Saturday, April 21, 2018
Education

Pasco's Teacher of the Year offers lessons beyond the book

WESLEY CHAPEL — Wiregrass Ranch High English teacher Paula Berry stood at the door of her portable classroom, shaking the hand of each student who entered for the hour.

Berry does this every day, every class period, to make sure she gives her students the personal touch, so they know she cares. She even taught some how to grip firmly and shake — such gestures matter in the world outside of high school, she explained.

The bell rang, and Berry launched into her daily "did you know?" On this day, she told the class that a recent study showed just 26 percent of women and 17 percent of men wash their hands after using the restroom.

"It's flu season, people," she intoned. "Wash your hands."

The class discussed current events and an Edgar Allan Poe-themed Winnie the Pooh cartoon, sang Happy Birthday to a classmate and reviewed some good and bad news (the bad news first, of course) before jumping into a detailed lesson about Upton Sinclair's The Jungle that incorporated literature, grammar, history and writing. Students will learn something in her class, Berry said, no matter how small.

That's a message that students appreciate. So, too, did the selection committee for Pasco County's 2013 Teacher of the Year.

Berry received the award Saturday evening.

She said she was honored just to be considered. The other finalists were Sabrina Schmitz at Mitchell High and Darcy Cleek at Long Middle School.

"It really is the most humbling experience I have ever had," said Berry, 32, a teacher in the district since 2008. "To have the support of colleagues and students, to be in the same league as the other teachers, it really is phenomenal."

Juniors in her Advanced Placement English Language course had nothing but praise for their teacher, who they considered both fun and challenging.

"I think she's so good because she's very straightforward. She doesn't sugarcoat anything," junior Amanda-Lynn Hill said. "She'll give you honest feedback so you know what to fix. She's just really good."

Hill liked Berry so much that she's in a second course with the teacher.

Junior Mrudula Peddinti called Berry "fantastic."

"She's very relatable. She's not pressuring as a teacher," Peddinti said. "I feel like I really understand the things I learn in this class, even though it's really high level."

Wiregrass Ranch principal Ray Bonti had no question that Berry deserved top teacher honors. He praised her for her great rapport with students, her welcoming classroom filled with Star Wars memorabilia alongside inspirational posters and postcards from around the world, and her rigorous but engaging lessons.

Bonti also mentioned how Berry incorporates technology into her classroom, as well as helping the entire faculty in analyzing student performance data.

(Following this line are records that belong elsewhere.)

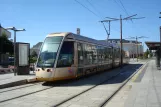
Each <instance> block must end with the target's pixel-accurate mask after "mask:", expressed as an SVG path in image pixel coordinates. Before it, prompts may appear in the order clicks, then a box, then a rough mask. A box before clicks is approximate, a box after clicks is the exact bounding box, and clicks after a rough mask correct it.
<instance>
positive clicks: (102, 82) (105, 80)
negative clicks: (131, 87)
mask: <svg viewBox="0 0 161 107" xmlns="http://www.w3.org/2000/svg"><path fill="white" fill-rule="evenodd" d="M142 66H143V65H142ZM142 66H141V67H142ZM139 69H140V68H139ZM121 72H122V71H121ZM121 72H118V73H116V74H115V75H113V76H111V77H109V78H108V79H107V80H105V81H103V82H101V83H98V84H96V85H95V86H92V87H90V88H88V89H86V90H83V91H82V92H80V93H78V94H76V95H73V96H71V97H70V98H68V99H65V100H63V101H61V102H60V103H57V104H56V105H54V106H53V107H57V106H60V105H62V104H63V103H65V102H68V101H69V100H71V99H73V98H75V97H77V96H79V95H81V94H83V93H85V92H87V91H89V90H91V89H93V88H95V87H97V86H98V85H100V84H103V83H105V82H106V81H108V80H110V79H112V78H115V77H116V76H118V75H120V73H121Z"/></svg>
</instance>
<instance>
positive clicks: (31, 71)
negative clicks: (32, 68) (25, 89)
mask: <svg viewBox="0 0 161 107" xmlns="http://www.w3.org/2000/svg"><path fill="white" fill-rule="evenodd" d="M35 81H36V77H35V73H34V72H33V71H30V74H29V75H16V76H14V73H5V74H0V89H2V88H8V87H12V86H18V85H23V84H26V83H31V82H35Z"/></svg>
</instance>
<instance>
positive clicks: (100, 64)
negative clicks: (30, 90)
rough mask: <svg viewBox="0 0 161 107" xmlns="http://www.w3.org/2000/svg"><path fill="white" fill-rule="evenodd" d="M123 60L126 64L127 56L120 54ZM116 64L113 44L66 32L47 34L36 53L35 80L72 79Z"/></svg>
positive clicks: (88, 73)
mask: <svg viewBox="0 0 161 107" xmlns="http://www.w3.org/2000/svg"><path fill="white" fill-rule="evenodd" d="M123 52H124V51H123ZM123 56H125V55H123ZM123 63H124V64H125V63H128V58H125V57H124V60H123ZM119 65H120V48H119V47H118V46H117V45H116V44H110V43H106V42H100V41H98V40H94V39H91V38H87V37H84V36H81V35H77V34H74V33H70V32H67V33H66V32H63V33H51V34H49V35H47V37H46V39H45V41H44V42H43V45H42V47H41V50H40V53H39V57H38V60H37V64H36V79H37V80H40V81H55V80H64V79H72V78H77V77H81V76H84V75H88V74H91V73H95V72H99V71H102V70H106V69H110V68H112V67H118V66H119Z"/></svg>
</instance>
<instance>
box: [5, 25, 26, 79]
mask: <svg viewBox="0 0 161 107" xmlns="http://www.w3.org/2000/svg"><path fill="white" fill-rule="evenodd" d="M6 30H13V31H14V76H16V73H17V71H16V32H18V31H26V30H25V29H16V28H15V27H8V28H6Z"/></svg>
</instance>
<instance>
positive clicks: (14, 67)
mask: <svg viewBox="0 0 161 107" xmlns="http://www.w3.org/2000/svg"><path fill="white" fill-rule="evenodd" d="M14 76H16V31H15V30H14Z"/></svg>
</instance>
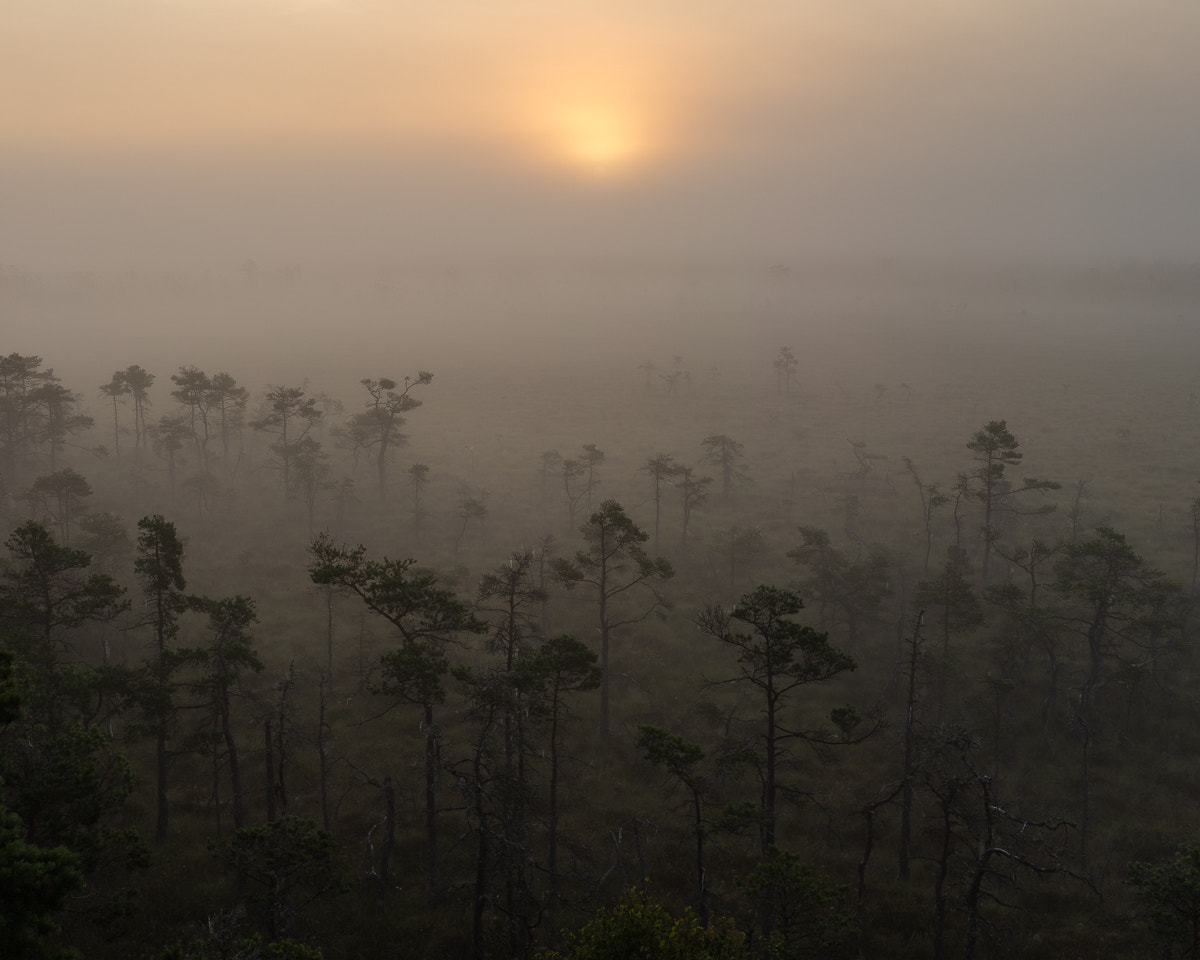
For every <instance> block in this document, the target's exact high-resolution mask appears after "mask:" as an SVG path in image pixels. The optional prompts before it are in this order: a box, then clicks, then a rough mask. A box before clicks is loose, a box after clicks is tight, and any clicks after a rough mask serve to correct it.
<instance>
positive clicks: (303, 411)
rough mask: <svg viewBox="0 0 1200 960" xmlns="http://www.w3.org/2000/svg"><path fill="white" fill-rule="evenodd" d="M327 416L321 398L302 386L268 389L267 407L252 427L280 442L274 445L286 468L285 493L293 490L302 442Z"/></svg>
mask: <svg viewBox="0 0 1200 960" xmlns="http://www.w3.org/2000/svg"><path fill="white" fill-rule="evenodd" d="M322 416H324V412H323V410H322V409H320V408H319V407H318V406H317V400H316V398H314V397H310V396H307V395H306V394H305V390H304V388H300V386H271V388H269V389H268V391H266V410H265V412H264V414H263V415H262V416H260V418H258V419H257V420H253V421H251V424H250V425H251V427H253V428H254V430H260V431H263V432H265V433H270V434H272V436H274V437H276V442H275V443H272V444H271V446H270V449H271V452H272V454H274V455H275V457H276V458H277V460H278V462H280V466H281V468H282V470H283V496H284V498H287V497H289V496H290V494H292V464H293V462H294V461H295V457H296V456H298V455H299V454H300V452H301V451H302V448H301V446H300V442H301V440H302V439H304V438H305V437H307V436H308V431H310V430H312V427H313V425H314V424H316V422H317V421H318V420H320V418H322Z"/></svg>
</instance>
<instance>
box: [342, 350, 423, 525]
mask: <svg viewBox="0 0 1200 960" xmlns="http://www.w3.org/2000/svg"><path fill="white" fill-rule="evenodd" d="M359 383H361V384H362V386H364V388H365V389H366V391H367V395H368V397H370V400H368V401H367V406H366V409H365V410H362V412H361V413H356V414H354V416H352V418H350V421H349V425H348V427H349V437H350V440H352V443H353V444H354V445H355V446H358V448H361V449H364V450H366V451H367V455H368V456H370V457H371V460H372V461H373V462H374V467H376V478H377V480H378V484H379V502H380V503H383V502H384V500H386V498H388V461H389V458H390V456H391V451H392V450H394V449H395V448H396V446H398V445H401V444H402V443H404V440H406V439H408V438H407V437H406V436H404V434H403V433H401V432H400V431H401V427H403V426H404V422H406V420H404V414H406V413H408V412H409V410H415V409H416V408H418V407H420V406H421V401H419V400H418V398H416V397H414V396H413V395H412V391H413V390H414V389H416V388H418V386H426V385H427V384H431V383H433V374H432V373H430V372H428V371H426V370H421V371H418V373H416V377H415V378H414V377H404V385H403V388H401V385H400V384H398V383H397V382H396V380H391V379H388V378H386V377H380V378H379V379H370V378H365V379H362V380H359Z"/></svg>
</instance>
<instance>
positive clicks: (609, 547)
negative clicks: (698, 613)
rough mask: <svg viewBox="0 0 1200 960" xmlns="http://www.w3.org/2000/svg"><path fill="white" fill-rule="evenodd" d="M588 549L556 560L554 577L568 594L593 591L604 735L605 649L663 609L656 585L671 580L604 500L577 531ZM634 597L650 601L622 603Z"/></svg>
mask: <svg viewBox="0 0 1200 960" xmlns="http://www.w3.org/2000/svg"><path fill="white" fill-rule="evenodd" d="M581 532H582V534H583V538H584V539H586V540H587V541H588V548H587V550H581V551H578V552H577V553H576V554H575V559H574V560H566V559H562V558H560V559H557V560H554V576H556V578H557V580H558V581H559V582H560V583H562V584H563V586H564V587H566V588H568V589H572V588H574V587H576V586H578V584H580V583H586V584H588V586H590V587H594V588H595V590H596V600H598V602H599V607H600V611H599V613H600V617H599V620H600V623H599V630H600V670H601V673H602V679H601V683H600V732H601V736H604V737H607V736H608V689H610V671H608V644H610V640H611V637H612V631H613V630H617V629H619V628H622V626H625V625H628V624H631V623H638V622H641V620H644V619H646V618H647V617H649V616H650V614H652V613H655V612H658V611H660V610H661V608H662V602H664V601H662V596H661V594H659V592H658V588H656V584H658V583H659V582H661V581H665V580H670V578H671V577H672V576H674V570H673V569H672V566H671V563H670V562H668V560H666V559H664V558H662V557H656V558H654V559H652V558H650V557H649V556H647V553H646V551H644V550H642V544H644V542H646V541H647V540H648V539H649V538H648V536H647V535H646V534H644V533H643V532H642V530H641V528H640V527H638V526H637V524H636V523H634V521H632V520H630V518H629V517H628V516H626V515H625V510H624V509H623V508H622V505H620V504H619V503H617V502H616V500H605V502H604V503H602V504H600V509H599V510H598V511H596V512H594V514H593V515H592V516H590V517H589V518H588V522H587V524H584V526H583V527H582V528H581ZM635 592H641V593H643V594H648V595H649V599H648V600H647V601H643V602H641V604H640V605H635V606H632V607H630V606H629V604H622V602H620V601H622V600H625V599H628V598H632V596H634V595H635Z"/></svg>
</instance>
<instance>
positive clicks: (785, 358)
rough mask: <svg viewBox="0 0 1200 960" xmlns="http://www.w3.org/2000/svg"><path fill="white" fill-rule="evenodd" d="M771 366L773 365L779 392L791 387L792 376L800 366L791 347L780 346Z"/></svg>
mask: <svg viewBox="0 0 1200 960" xmlns="http://www.w3.org/2000/svg"><path fill="white" fill-rule="evenodd" d="M772 366H774V367H775V380H776V385H778V386H779V392H781V394H782V392H784V391H785V390H791V389H792V377H794V376H796V371H797V370H798V368H799V366H800V361H799V360H797V359H796V354H793V353H792V348H791V347H780V348H779V356H776V358H775V360H774V362H773V364H772Z"/></svg>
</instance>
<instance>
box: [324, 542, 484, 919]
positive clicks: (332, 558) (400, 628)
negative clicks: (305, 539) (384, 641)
mask: <svg viewBox="0 0 1200 960" xmlns="http://www.w3.org/2000/svg"><path fill="white" fill-rule="evenodd" d="M308 552H310V556H311V558H312V559H311V562H310V564H308V576H310V577H311V578H312V582H313V583H328V584H332V586H336V587H342V588H344V589H347V590H348V592H350V593H353V594H354V595H356V596H358V598H359V599H360V600H361V601H362V602H364V605H365V606H366V607H367V610H370V611H371V612H372V613H376V614H377V616H379V617H382V618H383V619H384V620H386V622H388V623H390V624H391V625H392V626H394V628H395V630H396V632H397V635H398V638H400V647H398V648H396V649H394V650H390V652H388V653H385V654H384V655H383V656H382V658H380V659H379V664H380V668H382V677H383V679H382V683H380V684H379V686H378V692H380V694H383V695H384V696H386V697H389V698H390V700H392V701H395V702H396V703H412V704H414V706H418V707H420V708H421V712H422V718H424V726H422V730H424V732H425V830H426V882H427V892H428V896H430V899H431V900H432V899H437V898H438V896H440V892H442V877H440V872H439V869H438V845H437V773H438V743H439V738H440V733H439V730H438V726H437V724H436V722H434V709H436V708H437V706H438V704H440V703H443V702H444V701H445V688H444V685H443V683H442V678H443V677H444V676H445V673H446V671H448V670H449V666H450V665H449V659H448V656H446V652H445V647H446V644H448V643H450V642H452V641H454V640H455V638H456V636H457V635H458V634H463V632H468V634H481V632H485V631H486V630H487V624H486V623H484V622H482V620H480V619H479V618H478V617H475V616H474V613H472V611H470V607H469V606H468V605H467V604H464V602H463V601H462V600H460V599H458V598H457V596H455V594H454V593H452V592H451V590H448V589H445V588H444V587H442V586H439V583H438V578H437V576H434V575H433V574H427V572H421V571H419V570H416V569H415V563H416V562H415V560H412V559H406V560H392V559H389V558H386V557H384V558H383V559H382V560H373V559H370V558H368V557H367V556H366V547H364V546H361V545H360V546H358V547H353V548H349V547H342V546H338V545H336V544H334V542H332V540H330V538H329V536H328V535H325V534H322V535H320V536H318V538H317V539H316V540H314V541H313V542H312V544H311V546H310V547H308Z"/></svg>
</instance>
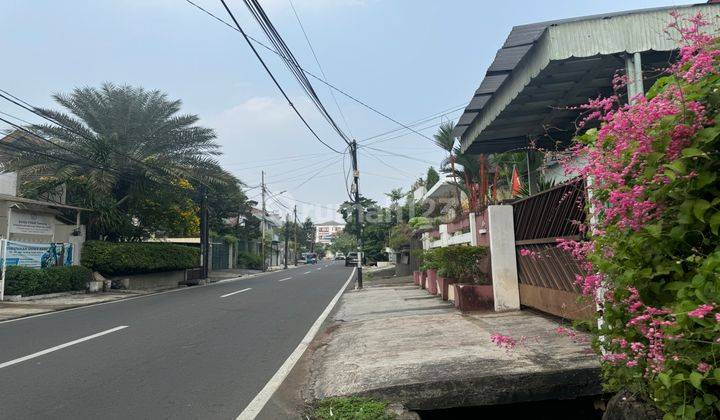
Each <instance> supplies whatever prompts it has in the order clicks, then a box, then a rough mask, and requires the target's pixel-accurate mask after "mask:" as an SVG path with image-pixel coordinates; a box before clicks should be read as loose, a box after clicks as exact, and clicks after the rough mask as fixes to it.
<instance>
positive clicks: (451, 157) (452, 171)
mask: <svg viewBox="0 0 720 420" xmlns="http://www.w3.org/2000/svg"><path fill="white" fill-rule="evenodd" d="M454 127H455V123H454V122H452V121H448V122H446V123H443V124H440V127H439V128H438V131H437V133H435V134H433V142H434V143H435V144H436V145H437V146H438V147H439V148H441V149H443V150H445V151H446V152H447V153H448V157H447V159H446V160H444V161H443V162H442V164H441V167H443V166H449V167H450V173H451V174H452V177H453V181H454V182H455V183H456V184H457V178H456V172H455V160H456V156H457V150H458V149H459V148H458V149H456V148H455V138H454V137H453V136H452V131H453V128H454ZM453 151H455V152H456V153H455V156H453ZM456 193H457V206H458V208H460V207H461V203H460V188H459V187H458V188H456Z"/></svg>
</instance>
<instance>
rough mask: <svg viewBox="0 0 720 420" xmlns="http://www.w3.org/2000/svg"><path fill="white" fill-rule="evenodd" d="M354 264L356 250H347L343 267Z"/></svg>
mask: <svg viewBox="0 0 720 420" xmlns="http://www.w3.org/2000/svg"><path fill="white" fill-rule="evenodd" d="M354 265H357V252H348V256H347V257H346V258H345V267H351V266H354Z"/></svg>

"If you put a Ms. Berry in every classroom in this country, this country would be the No. 1 education country in the world," Bonti said.

Watching her in class, visitors get a sense of how dedicated Berry is to her profession.

She asks questions that delve into nuances, giving students room to explore ideas but not letting them off the hook with easy answers. She challenges their assumptions, using information from articles and texts that aren't the main assignment but are related and add context.

Berry keeps the class moving from bell to bell, finding time for an occasional joke or a personal aside to a student but not losing track of the main lesson at hand.

"She doesn't give us busy work," junior Antonella Berrios said. "All the work she assigns us has a purpose. I think we learn something new every day."

Knowing that she reaches her students in this way keeps Berry coming back, despite the many changes and requirements thrown at teachers with increasing regularity.

"I keep doing it because of the kids. They're amazing. Like this one, and this one, and this one," she said, shaking hands with another class of students arriving for the next period. "I was born to teach. It's my purpose."